Why Does Your Credit Score Affect Your Car Insurance Premiums?

Depending on where you live, your credit score can have a huge impact on your car insurance premiums, or it may not count at all. Here's why that is and what you can do about it.

How Do Auto Insurance Rates Affect Your Car Insurance Premium?

A low credit score can raise your car insurance premiums anywhere from 0% to over 200%. Some states allow insurance companies to use your credit score to determine your rate at their discretion. Some set limits on how much your credit score can count toward rating. And some completely ban the use of credit scores.

What's the Reasoning Behind Auto Insurance Companies Using Credit Scores?

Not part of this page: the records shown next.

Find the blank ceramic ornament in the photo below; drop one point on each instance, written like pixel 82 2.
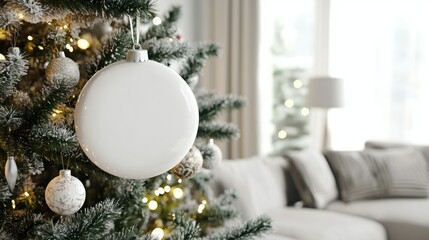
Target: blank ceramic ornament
pixel 136 118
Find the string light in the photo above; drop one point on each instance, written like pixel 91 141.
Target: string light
pixel 158 233
pixel 178 193
pixel 305 111
pixel 282 134
pixel 152 205
pixel 156 20
pixel 83 44
pixel 289 103
pixel 297 83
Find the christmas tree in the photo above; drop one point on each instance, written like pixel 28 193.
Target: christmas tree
pixel 39 88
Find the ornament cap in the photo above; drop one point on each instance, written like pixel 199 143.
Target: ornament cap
pixel 14 50
pixel 137 56
pixel 65 173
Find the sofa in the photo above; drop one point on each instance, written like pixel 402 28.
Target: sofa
pixel 266 185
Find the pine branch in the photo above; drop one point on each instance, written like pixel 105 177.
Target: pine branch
pixel 217 130
pixel 93 223
pixel 209 108
pixel 186 228
pixel 167 28
pixel 11 73
pixel 114 49
pixel 194 63
pixel 104 8
pixel 164 50
pixel 249 230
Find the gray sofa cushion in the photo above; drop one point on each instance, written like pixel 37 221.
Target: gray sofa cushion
pixel 313 224
pixel 403 218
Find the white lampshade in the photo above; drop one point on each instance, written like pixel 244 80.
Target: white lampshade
pixel 325 92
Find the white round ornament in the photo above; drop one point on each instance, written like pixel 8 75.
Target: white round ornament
pixel 63 69
pixel 216 157
pixel 190 165
pixel 136 118
pixel 65 194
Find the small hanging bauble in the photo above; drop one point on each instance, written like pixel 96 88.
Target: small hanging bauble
pixel 63 69
pixel 11 172
pixel 216 158
pixel 190 165
pixel 136 118
pixel 65 194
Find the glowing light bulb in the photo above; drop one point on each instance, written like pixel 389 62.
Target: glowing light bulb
pixel 158 233
pixel 289 103
pixel 297 83
pixel 152 205
pixel 282 134
pixel 83 44
pixel 305 111
pixel 156 21
pixel 178 193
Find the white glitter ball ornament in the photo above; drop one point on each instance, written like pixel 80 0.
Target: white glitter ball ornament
pixel 65 194
pixel 190 165
pixel 63 69
pixel 136 118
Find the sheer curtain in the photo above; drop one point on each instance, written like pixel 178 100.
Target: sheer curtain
pixel 381 48
pixel 234 25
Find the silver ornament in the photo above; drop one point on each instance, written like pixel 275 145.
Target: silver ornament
pixel 11 172
pixel 63 69
pixel 190 165
pixel 216 157
pixel 65 194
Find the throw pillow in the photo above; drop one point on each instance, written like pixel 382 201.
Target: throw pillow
pixel 313 178
pixel 355 175
pixel 401 172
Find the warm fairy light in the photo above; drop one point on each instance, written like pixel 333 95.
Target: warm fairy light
pixel 156 21
pixel 178 193
pixel 297 83
pixel 157 233
pixel 282 134
pixel 305 111
pixel 83 44
pixel 289 103
pixel 152 205
pixel 201 208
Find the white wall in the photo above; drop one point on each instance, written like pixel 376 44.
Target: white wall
pixel 191 16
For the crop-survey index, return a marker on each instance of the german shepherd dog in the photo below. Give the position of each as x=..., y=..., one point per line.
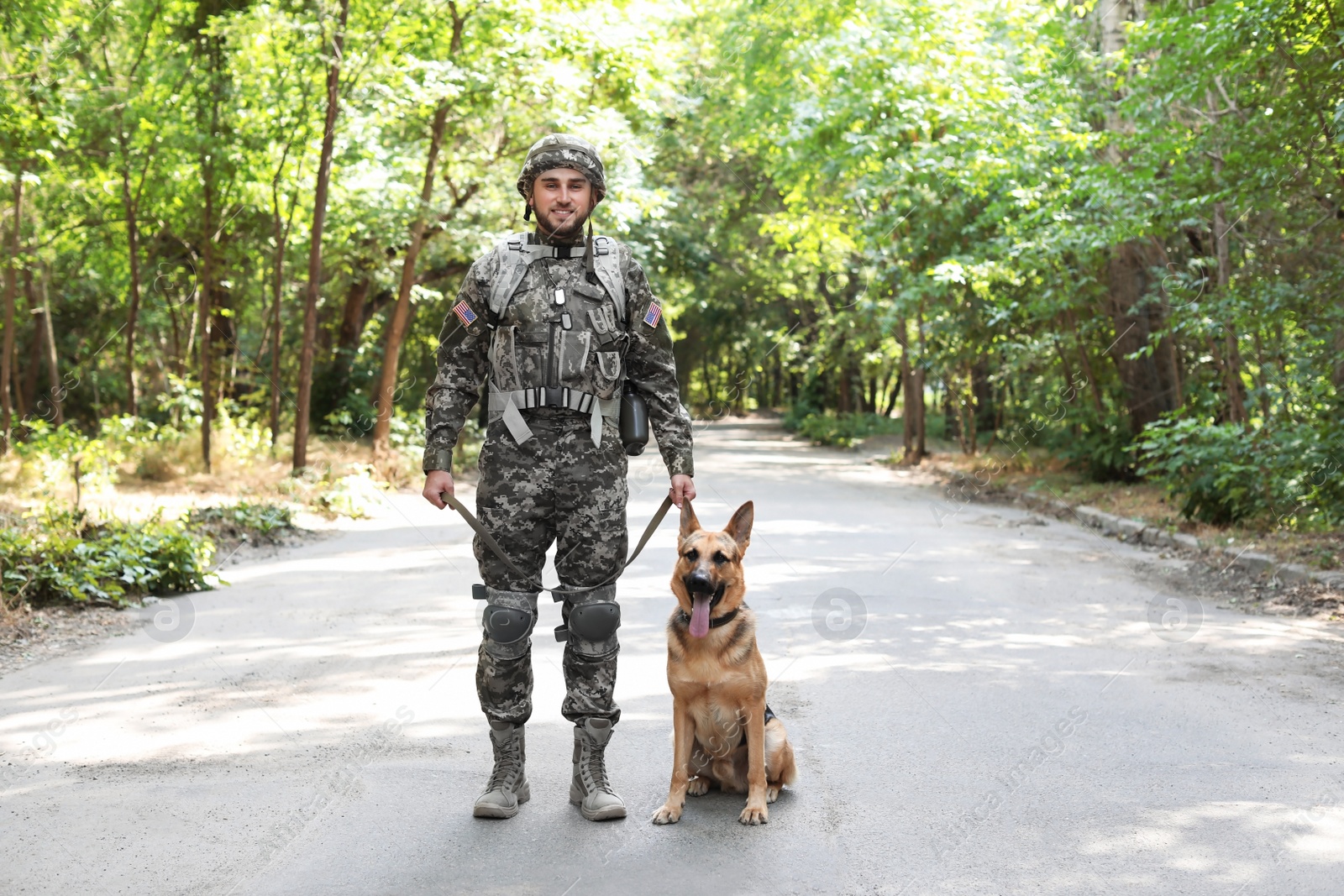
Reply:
x=723, y=732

Car insurance companies use probability equations to try to figure out how likely it is that you'll be in an accident and file a claim. They look through troves of data and see what drivers filing past claims all had in common.

The reason low credit scores can increase insurance rates is that those drivers are a financial risk. They not have a lot of cash on hand, and therefor might not be willing or able to pay small claims out-of-pocket. A driver with a lot of cash will often pay small claims out-of-pocket to avoid having an insurance claim on their record. A driver with financial difficulties will likely file small auto insurance claims to get their car fixed. More claims mean greater risk to the insurance company — and a higher premium.

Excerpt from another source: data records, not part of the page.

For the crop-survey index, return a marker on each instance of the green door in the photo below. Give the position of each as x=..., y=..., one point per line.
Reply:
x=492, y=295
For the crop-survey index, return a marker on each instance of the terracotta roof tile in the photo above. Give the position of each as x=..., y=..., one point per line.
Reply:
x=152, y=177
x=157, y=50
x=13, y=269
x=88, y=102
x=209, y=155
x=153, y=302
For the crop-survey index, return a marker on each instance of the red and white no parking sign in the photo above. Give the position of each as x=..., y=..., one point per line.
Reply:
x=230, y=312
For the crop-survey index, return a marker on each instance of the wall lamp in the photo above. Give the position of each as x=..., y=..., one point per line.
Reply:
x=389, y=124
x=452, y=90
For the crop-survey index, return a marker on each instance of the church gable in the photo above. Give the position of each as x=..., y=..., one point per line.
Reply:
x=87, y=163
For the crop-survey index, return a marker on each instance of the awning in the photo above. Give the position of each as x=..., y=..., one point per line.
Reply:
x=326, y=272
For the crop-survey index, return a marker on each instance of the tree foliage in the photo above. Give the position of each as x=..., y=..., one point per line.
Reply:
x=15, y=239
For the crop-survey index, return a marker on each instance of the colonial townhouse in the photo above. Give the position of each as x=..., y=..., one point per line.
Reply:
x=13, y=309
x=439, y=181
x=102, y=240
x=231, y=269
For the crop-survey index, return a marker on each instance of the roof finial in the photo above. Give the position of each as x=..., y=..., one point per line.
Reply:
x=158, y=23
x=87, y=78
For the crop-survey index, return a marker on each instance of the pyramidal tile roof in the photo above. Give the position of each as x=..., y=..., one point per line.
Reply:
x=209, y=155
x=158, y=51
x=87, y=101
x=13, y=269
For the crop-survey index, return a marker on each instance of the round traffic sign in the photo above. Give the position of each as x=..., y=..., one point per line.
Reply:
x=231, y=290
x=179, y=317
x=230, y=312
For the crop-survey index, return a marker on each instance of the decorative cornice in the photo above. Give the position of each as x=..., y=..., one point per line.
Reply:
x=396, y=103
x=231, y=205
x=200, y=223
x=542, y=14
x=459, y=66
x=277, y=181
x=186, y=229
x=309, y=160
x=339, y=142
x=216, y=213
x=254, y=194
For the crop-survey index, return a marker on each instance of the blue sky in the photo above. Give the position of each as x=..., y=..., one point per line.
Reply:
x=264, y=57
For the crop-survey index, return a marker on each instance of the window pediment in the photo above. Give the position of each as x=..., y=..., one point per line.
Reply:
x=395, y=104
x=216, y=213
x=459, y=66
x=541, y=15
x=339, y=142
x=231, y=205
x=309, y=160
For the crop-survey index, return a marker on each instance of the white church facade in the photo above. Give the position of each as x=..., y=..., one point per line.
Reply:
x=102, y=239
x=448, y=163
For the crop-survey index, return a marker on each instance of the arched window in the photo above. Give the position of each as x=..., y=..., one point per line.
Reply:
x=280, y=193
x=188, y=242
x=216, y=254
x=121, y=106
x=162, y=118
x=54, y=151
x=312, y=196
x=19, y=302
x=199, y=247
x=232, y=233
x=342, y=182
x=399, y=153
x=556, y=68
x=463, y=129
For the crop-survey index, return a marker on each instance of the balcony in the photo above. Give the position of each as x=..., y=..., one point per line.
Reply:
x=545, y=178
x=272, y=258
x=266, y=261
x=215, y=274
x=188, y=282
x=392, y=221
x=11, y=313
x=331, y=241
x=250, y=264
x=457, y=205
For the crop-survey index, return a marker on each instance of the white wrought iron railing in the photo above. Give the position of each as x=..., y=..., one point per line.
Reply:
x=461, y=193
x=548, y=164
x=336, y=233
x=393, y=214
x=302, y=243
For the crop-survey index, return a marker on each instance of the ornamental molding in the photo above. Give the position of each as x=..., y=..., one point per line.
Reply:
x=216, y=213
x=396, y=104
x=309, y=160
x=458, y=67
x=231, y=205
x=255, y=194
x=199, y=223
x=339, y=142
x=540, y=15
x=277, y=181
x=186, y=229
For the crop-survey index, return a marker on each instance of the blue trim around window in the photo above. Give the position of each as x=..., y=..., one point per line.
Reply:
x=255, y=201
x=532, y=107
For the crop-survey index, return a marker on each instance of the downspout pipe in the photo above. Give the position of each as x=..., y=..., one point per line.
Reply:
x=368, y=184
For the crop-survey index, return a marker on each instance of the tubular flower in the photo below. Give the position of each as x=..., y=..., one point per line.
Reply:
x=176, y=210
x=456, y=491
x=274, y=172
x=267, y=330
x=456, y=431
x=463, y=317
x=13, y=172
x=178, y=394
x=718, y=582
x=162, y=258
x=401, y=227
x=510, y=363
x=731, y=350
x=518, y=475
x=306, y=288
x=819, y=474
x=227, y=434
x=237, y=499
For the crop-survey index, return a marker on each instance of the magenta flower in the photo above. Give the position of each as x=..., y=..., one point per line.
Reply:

How Do You Save on Car Insurance if You Have Bad Credit?

If you believe your car insurance rates are high because of your credit score, the first thing you should do is shop around. Some insurance companies weight your credit more heavily than others, so switching to one that doesn't count your credit as much could give you a lower premium.

Next, work on your credit. If you can lower your credit card utilization and take care of late accounts, your credit score will start to go up. Once your credit score goes up, you can request new car insurance quotes to see if you can switch to cheaper coverage. In most places, you can get a full refund for the remaining amount on your car insurance policy, so you don't even have to wait until it's renewal time to make a switch.